Peter Thiel, one of Silicon Valley’s most influential investors and the man behind companies such as PayPal, Palantir, and the early stages of Facebook, is spending a month in San Francisco talking about… the Antichrist and the end of the world, in front of a sold-out audience that paid $200 to hear him speak.
In these lectures, Thiel links the “Antichrist” to a global government that wants to “put the brakes” on technology, especially artificial intelligence, presenting any regulation as a step toward the Apocalypse. This anti-rationalistic discourse, a combination of theological fear and economic ideology, is not merely rhetorical hyperbole; it is a strategy for normalizing a post-dark enlightenment. It transforms the debate on technology regulation from a political issue into a metaphysical war between the “good of innovation” and the “evil of slowdown” demonizing ultimately the regulators and the luddists (Luddism was a workers’ movement in 19th-century England that smashed machines to protest losing jobs — not out of fear of technology, but against its unfair use) -even the performative ones.

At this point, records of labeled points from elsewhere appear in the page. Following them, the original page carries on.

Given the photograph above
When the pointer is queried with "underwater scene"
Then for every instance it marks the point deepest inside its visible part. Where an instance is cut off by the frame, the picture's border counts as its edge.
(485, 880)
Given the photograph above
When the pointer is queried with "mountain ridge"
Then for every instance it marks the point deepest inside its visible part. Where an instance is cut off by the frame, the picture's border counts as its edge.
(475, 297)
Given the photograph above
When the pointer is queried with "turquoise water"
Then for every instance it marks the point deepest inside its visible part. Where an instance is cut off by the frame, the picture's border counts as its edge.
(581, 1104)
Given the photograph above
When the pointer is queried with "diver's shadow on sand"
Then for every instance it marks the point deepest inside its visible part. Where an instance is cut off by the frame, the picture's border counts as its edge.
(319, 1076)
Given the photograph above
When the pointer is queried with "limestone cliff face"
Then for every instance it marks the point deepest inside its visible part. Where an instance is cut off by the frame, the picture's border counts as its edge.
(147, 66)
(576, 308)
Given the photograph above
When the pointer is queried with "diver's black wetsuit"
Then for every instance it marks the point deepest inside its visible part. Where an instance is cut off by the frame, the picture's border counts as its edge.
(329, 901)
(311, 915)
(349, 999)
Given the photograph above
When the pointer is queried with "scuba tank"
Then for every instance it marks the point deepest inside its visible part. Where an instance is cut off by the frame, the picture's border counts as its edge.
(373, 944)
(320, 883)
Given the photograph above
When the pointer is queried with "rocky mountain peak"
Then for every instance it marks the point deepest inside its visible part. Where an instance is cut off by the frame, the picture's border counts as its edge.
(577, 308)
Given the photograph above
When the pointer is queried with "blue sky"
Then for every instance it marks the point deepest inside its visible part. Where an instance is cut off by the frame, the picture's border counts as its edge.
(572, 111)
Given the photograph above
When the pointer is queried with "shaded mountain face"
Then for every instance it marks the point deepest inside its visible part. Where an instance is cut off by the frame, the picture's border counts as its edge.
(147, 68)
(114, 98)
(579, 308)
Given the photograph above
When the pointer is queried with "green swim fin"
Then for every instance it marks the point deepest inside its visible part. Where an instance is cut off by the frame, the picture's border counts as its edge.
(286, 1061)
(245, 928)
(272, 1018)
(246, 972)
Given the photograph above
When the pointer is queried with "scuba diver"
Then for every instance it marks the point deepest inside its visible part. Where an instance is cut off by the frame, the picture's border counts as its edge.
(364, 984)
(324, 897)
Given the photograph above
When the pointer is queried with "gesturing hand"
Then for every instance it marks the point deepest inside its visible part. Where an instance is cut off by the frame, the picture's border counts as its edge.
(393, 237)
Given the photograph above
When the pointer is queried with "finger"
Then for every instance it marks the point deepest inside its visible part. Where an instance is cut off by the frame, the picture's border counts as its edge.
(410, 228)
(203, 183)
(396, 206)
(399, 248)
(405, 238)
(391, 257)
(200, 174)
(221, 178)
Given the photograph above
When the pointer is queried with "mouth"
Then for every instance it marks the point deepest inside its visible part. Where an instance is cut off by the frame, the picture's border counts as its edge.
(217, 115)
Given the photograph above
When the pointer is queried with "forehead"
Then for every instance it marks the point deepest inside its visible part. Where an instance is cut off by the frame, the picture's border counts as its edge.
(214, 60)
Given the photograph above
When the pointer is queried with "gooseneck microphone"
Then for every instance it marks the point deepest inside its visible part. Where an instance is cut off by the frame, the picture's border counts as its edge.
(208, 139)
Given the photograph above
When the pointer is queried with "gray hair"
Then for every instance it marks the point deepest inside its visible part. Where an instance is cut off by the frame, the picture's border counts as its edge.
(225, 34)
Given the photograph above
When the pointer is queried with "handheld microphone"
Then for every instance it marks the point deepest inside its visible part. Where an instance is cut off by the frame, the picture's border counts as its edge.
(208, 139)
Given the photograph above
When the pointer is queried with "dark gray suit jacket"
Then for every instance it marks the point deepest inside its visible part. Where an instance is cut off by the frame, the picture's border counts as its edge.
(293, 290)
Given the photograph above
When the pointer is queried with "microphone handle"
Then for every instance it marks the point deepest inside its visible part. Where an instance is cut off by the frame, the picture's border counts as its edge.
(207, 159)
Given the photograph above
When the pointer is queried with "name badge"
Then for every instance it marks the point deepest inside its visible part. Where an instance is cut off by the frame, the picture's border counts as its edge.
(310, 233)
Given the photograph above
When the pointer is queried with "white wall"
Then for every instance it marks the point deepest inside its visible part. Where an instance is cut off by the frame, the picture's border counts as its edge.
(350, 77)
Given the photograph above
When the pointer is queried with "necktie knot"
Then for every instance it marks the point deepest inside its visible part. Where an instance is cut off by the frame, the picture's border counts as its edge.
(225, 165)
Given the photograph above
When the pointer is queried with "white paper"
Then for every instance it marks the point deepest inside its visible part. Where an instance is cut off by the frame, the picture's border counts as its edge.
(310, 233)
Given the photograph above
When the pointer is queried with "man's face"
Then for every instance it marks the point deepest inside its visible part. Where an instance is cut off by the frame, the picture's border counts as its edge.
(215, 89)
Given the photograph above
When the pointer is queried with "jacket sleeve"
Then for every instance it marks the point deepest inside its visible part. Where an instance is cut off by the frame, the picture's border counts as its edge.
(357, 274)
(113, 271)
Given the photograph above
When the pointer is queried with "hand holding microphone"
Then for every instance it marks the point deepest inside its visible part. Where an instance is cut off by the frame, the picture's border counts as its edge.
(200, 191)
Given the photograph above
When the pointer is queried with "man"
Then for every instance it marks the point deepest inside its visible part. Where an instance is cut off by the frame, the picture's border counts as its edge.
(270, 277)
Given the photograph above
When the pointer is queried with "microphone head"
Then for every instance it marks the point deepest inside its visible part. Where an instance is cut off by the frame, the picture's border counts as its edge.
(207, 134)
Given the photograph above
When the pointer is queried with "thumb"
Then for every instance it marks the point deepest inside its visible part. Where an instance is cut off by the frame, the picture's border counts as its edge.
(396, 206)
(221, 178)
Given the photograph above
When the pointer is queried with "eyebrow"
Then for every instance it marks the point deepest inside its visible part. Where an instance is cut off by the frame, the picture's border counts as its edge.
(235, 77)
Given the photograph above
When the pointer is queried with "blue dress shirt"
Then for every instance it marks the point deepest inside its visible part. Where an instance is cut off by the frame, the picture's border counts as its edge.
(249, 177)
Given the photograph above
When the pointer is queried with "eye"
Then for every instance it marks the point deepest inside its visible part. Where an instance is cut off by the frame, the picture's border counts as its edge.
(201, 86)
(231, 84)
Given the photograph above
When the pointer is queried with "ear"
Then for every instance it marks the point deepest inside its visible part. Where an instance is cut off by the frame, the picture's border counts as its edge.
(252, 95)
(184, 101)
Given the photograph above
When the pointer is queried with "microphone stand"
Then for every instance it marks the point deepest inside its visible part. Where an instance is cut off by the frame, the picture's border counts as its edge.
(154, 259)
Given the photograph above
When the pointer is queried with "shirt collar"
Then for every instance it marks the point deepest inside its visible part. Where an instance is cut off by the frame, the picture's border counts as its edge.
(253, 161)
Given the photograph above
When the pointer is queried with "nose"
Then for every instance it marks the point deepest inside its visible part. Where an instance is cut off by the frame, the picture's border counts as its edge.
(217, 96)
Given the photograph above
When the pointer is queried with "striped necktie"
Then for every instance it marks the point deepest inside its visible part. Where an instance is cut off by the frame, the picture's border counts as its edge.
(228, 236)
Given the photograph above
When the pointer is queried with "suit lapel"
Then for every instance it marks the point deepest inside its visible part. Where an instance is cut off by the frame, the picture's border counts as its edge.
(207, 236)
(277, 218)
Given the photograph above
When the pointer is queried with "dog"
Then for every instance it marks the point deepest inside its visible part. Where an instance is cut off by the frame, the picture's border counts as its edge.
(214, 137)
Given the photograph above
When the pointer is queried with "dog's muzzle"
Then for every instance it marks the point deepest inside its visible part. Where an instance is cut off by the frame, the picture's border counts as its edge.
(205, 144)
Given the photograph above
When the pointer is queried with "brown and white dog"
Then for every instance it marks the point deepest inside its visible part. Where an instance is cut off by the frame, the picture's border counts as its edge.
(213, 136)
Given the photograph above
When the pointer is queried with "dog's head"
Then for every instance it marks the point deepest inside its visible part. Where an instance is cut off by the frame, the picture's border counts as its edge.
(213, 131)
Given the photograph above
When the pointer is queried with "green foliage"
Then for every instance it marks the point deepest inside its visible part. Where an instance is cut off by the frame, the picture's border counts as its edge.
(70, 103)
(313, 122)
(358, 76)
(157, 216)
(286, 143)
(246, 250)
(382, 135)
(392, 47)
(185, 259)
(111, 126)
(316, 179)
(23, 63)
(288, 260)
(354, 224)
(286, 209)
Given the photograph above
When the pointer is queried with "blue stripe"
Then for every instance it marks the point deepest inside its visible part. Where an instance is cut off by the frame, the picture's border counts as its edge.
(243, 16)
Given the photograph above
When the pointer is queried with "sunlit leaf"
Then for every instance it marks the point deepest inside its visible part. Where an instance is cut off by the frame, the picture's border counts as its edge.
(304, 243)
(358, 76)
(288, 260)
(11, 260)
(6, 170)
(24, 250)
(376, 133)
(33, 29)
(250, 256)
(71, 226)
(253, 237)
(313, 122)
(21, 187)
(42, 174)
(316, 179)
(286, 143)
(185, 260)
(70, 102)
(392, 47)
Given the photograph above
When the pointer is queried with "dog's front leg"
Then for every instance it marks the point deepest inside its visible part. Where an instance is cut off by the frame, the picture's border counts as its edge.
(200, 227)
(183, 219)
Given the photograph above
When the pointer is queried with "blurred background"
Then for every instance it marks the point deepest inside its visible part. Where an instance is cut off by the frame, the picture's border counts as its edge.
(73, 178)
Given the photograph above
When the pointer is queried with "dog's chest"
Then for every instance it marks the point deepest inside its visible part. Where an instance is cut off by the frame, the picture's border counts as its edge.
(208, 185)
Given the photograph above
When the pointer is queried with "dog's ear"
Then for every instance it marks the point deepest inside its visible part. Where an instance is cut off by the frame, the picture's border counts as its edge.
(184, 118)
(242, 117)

Technological progress is presented as an autonomous force, independent of human intentions or social responsibility by those who adopt the principles of dark enlightenment (The Dark Enlightenment is a modern anti-democratic ideology that rejects equality and reason, arguing that technology and hierarchy—not collective progress—should guide society) and being profited from this interpretation of the world. “Progress” no longer needs a moral foundation, only faith in its inevitable trajectory, with any criticism or insult to the priesthood of technological eschatology translated into heresy against progress. Technology as a social construct, with dimensions of social impact and political economy, should not be placed on a supernatural pedestal, ignoring dimensions such as social inequalities or the undermining of democratic oversight itself.